A single family remains in the citadel of Erbil, the oldest continuously inhabited settlement in the world

The Near and Middle East are full of cities of proven antiquity, such as Byblos, Sidon, Jericho, Susa…

Less well known is the city of Erbil, in Iraqi Kurdistan, at the center of which is a fortified mound that is said to be the oldest continuously inhabited settlement in the world: the Erbil Citadel.

In November of last year, NASA published an image taken by Landsat 8 in which the small citadel can be seen surrounded by the modern city, in what seems to resemble a wheel and that the editor, Kasha Patel, takes advantage of to point out the coincidence of that, by all evidence, there were already people living in Erbil at the time humans invented the wheel.

Image taken by NASA’s Landsat 8 on November 20, 2018 / photo Lauren Dauphin – NASA

And it is that for at least 6,000 years there has always been someone living on that 32-meter-high mound that has been formed by the accumulation of remains, rubble and mud from one settlement after another, and which today reaches an area of 10 hectares.

In the 19th century it was surrounded by high walls, giving it the appearance of an impressive fortress crossed by narrow labyrinthine alleys of uninhabited houses.

Detail of the walls / photo Osama Shukir Muhammed Amin FRCP (Glasg) in Wikimedia Commons

In 2017, according to the New York Times, only one family lived in the citadel, precisely to maintain the title of continuously busy, after the rest of the inhabitants (840 families) were transferred (with financial compensation) ten years earlier in order to undertake a major restoration project. Even so, the mosque is still open and in use, as well as several museums such as the antiquities museum, which open their doors to tourists every day.

The government’s objective, once the restoration work and archaeological excavations are completed, is to rehouse 50 families in the citadel.
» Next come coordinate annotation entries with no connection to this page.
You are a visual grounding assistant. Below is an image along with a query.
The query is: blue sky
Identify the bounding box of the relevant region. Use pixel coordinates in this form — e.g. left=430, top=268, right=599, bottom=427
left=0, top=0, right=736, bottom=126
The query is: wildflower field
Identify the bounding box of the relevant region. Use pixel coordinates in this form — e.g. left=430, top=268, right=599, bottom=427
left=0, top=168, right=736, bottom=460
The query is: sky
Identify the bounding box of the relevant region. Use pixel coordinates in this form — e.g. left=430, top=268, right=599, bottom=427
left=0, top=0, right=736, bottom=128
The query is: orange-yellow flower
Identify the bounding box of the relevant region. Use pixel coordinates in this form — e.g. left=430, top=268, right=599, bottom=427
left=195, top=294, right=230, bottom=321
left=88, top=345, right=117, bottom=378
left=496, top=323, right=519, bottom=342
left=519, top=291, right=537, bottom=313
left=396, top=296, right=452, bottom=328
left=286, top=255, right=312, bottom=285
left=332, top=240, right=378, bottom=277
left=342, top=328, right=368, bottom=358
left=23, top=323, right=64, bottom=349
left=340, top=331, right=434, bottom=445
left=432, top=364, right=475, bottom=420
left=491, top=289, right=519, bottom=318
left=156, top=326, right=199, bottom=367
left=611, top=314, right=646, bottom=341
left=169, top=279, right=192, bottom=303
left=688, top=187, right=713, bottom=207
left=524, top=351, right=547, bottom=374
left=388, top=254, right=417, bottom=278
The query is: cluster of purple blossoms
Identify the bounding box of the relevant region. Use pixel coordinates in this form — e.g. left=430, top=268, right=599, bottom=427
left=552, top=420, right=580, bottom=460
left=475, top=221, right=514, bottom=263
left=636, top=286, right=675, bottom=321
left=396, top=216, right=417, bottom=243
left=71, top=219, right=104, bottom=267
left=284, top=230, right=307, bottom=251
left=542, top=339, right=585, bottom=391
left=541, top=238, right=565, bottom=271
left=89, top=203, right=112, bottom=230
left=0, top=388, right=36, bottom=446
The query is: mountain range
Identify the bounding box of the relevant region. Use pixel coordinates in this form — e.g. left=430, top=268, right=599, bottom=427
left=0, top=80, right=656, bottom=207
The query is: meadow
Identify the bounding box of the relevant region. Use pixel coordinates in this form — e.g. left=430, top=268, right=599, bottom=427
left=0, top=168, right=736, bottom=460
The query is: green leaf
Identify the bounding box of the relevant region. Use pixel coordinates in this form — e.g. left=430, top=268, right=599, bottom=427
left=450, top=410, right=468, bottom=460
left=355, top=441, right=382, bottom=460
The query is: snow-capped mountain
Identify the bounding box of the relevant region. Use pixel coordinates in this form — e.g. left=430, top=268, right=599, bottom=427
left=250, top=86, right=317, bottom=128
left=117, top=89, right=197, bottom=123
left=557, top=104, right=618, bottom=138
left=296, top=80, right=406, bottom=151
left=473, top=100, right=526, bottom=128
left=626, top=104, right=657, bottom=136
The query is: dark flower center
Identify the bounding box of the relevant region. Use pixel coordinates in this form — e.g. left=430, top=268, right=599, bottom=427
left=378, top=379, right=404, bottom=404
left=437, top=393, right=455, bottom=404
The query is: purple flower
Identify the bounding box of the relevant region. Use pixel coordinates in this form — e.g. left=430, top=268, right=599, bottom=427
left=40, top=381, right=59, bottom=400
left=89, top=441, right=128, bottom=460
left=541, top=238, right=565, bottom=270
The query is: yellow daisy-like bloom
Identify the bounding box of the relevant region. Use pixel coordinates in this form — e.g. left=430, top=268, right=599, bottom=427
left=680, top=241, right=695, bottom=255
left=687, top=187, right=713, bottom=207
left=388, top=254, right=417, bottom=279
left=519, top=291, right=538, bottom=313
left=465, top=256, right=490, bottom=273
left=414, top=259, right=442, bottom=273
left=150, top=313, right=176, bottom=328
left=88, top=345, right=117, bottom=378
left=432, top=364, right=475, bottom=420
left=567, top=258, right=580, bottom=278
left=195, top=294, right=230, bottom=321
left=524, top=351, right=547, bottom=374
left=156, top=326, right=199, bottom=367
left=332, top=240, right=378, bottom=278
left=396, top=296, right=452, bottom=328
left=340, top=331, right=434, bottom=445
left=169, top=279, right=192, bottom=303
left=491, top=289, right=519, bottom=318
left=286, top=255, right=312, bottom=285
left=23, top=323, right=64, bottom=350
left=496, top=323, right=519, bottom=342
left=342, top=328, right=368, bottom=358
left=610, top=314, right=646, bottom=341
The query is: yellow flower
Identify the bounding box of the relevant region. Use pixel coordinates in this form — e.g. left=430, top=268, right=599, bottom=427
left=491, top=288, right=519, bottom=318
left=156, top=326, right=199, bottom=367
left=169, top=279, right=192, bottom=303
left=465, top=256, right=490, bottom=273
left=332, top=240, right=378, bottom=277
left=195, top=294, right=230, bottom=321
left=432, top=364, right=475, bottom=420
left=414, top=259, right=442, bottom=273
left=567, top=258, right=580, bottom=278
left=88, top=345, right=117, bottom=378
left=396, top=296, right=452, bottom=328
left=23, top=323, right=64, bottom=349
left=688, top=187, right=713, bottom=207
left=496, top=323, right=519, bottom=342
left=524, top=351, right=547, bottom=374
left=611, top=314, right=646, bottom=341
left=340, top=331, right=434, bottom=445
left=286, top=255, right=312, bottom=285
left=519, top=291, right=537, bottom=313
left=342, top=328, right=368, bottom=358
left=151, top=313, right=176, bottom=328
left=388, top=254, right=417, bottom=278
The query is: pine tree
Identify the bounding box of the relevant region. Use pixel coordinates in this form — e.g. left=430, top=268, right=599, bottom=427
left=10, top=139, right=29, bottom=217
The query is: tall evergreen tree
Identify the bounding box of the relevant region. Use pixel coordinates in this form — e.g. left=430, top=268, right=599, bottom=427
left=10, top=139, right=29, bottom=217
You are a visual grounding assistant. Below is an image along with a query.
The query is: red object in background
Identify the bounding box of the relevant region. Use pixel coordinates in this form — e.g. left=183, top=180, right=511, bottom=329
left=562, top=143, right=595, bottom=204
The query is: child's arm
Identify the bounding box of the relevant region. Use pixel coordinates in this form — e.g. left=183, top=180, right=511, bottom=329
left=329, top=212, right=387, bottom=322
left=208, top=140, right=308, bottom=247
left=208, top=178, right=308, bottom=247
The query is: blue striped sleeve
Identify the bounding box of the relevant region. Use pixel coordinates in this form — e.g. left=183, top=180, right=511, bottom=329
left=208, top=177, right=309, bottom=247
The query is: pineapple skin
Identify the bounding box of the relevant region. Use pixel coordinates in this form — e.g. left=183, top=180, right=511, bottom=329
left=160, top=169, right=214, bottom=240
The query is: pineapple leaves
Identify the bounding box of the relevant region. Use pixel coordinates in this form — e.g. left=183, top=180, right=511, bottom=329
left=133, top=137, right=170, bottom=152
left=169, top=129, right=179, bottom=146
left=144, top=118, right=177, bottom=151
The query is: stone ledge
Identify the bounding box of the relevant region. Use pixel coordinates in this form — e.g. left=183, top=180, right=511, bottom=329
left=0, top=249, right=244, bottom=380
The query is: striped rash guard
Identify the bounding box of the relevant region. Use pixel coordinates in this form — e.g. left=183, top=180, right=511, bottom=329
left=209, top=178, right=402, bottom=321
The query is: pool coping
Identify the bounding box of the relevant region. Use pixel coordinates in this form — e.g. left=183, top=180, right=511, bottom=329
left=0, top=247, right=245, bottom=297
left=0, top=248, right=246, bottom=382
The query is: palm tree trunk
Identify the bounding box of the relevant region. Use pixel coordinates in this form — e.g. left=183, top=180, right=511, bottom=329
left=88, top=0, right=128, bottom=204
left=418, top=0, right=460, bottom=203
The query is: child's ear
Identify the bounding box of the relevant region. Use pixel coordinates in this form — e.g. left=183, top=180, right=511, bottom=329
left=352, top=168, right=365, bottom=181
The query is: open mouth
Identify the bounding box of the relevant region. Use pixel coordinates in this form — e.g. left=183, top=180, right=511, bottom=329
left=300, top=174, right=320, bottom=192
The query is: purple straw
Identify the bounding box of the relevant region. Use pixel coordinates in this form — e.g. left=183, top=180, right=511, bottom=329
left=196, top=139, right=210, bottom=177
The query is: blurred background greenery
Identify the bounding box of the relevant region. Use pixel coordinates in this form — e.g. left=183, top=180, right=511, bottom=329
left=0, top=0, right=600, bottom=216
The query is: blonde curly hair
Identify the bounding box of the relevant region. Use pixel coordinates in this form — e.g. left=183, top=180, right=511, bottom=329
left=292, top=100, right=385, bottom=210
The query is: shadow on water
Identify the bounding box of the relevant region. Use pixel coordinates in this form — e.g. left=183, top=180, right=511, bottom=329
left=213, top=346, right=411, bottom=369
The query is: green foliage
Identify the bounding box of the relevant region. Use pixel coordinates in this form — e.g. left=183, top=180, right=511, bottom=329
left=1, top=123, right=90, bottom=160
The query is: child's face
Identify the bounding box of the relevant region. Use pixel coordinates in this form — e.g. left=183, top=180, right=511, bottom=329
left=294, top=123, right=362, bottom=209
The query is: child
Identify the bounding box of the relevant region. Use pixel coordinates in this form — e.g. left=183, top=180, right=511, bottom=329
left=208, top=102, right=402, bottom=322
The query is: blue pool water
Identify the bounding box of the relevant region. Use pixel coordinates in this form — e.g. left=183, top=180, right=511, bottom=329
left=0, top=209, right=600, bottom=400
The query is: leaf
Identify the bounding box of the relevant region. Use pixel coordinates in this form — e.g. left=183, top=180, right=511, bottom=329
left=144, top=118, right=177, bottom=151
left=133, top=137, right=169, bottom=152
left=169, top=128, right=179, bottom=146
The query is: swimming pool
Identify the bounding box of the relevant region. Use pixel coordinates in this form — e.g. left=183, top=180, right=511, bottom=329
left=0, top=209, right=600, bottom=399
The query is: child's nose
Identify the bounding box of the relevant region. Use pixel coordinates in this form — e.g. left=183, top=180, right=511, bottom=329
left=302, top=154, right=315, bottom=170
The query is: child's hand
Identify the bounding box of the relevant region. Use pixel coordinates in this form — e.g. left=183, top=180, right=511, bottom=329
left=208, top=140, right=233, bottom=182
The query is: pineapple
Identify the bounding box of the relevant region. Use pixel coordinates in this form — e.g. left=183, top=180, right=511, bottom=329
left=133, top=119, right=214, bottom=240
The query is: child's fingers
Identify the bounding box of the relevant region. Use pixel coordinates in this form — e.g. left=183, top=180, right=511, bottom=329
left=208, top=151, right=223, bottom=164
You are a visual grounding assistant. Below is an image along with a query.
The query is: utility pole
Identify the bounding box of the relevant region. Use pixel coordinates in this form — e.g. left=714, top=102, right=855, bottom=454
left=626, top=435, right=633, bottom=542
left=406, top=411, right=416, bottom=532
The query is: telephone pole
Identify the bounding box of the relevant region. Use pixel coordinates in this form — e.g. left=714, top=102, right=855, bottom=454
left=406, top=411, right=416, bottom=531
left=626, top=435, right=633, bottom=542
However, a decade after the start of the plan, things remain the same.

The first time that the citadel of Erbil appears in the historical sources we find it in the tablets of Ebla (Syria), around the year 2300 BC (we talk about its discovery in How archaeologists discovered the first diplomatic treaties, written in a language unknown until now). then).

The citadel in 2007 / photo Jim Gordon on Wikimedia Commons

However, evidence of occupation has been found that goes back, as we said at the beginning, to the 5th millennium BC Numerous fragments of Neolithic and Chalcolithic pottery have been found on the slopes of the mound.

In the II millennium BC Erbil was part of the Assyrian Empire, serving as a base for military campaigns to the east. Its importance came to rival that of Babylon and Asur. Later controlled by the Medes and the Achaemenids, the battle of Gaugamela took place very close to it in 331 BC.

Detail of the facade wall in 2016 / photo Hardscarf in Wikimedia Commons

From the 1st century AD it was an important Christian center (see our article on the Assyrian People) even after the Muslim conquest, until the 9th century when the episcopal seat was moved to Mosul. In the 13th century it fell into the hands of the Mongols, later passing to Ottoman rule in the 16th century.

The wall that surrounds the citadel mound, although it may seem so at first glance, is not a defensive wall. It’s not even a fortification. It is formed by the facades of more than 100 houses built one next to the other, which had to be reinforced with buttresses to prevent their collapse, because they were built too close to the slope of the mound.

Since 2014, the citadel has been part of the World Heritage Site, although the slow progress of the restoration works jeopardizes its inclusion on the UNESCO list.


NASA Earth Observatory / UNESCO / Geolounge / New York Times / Spatial configuration of Erbil Citadel / Wikipedia.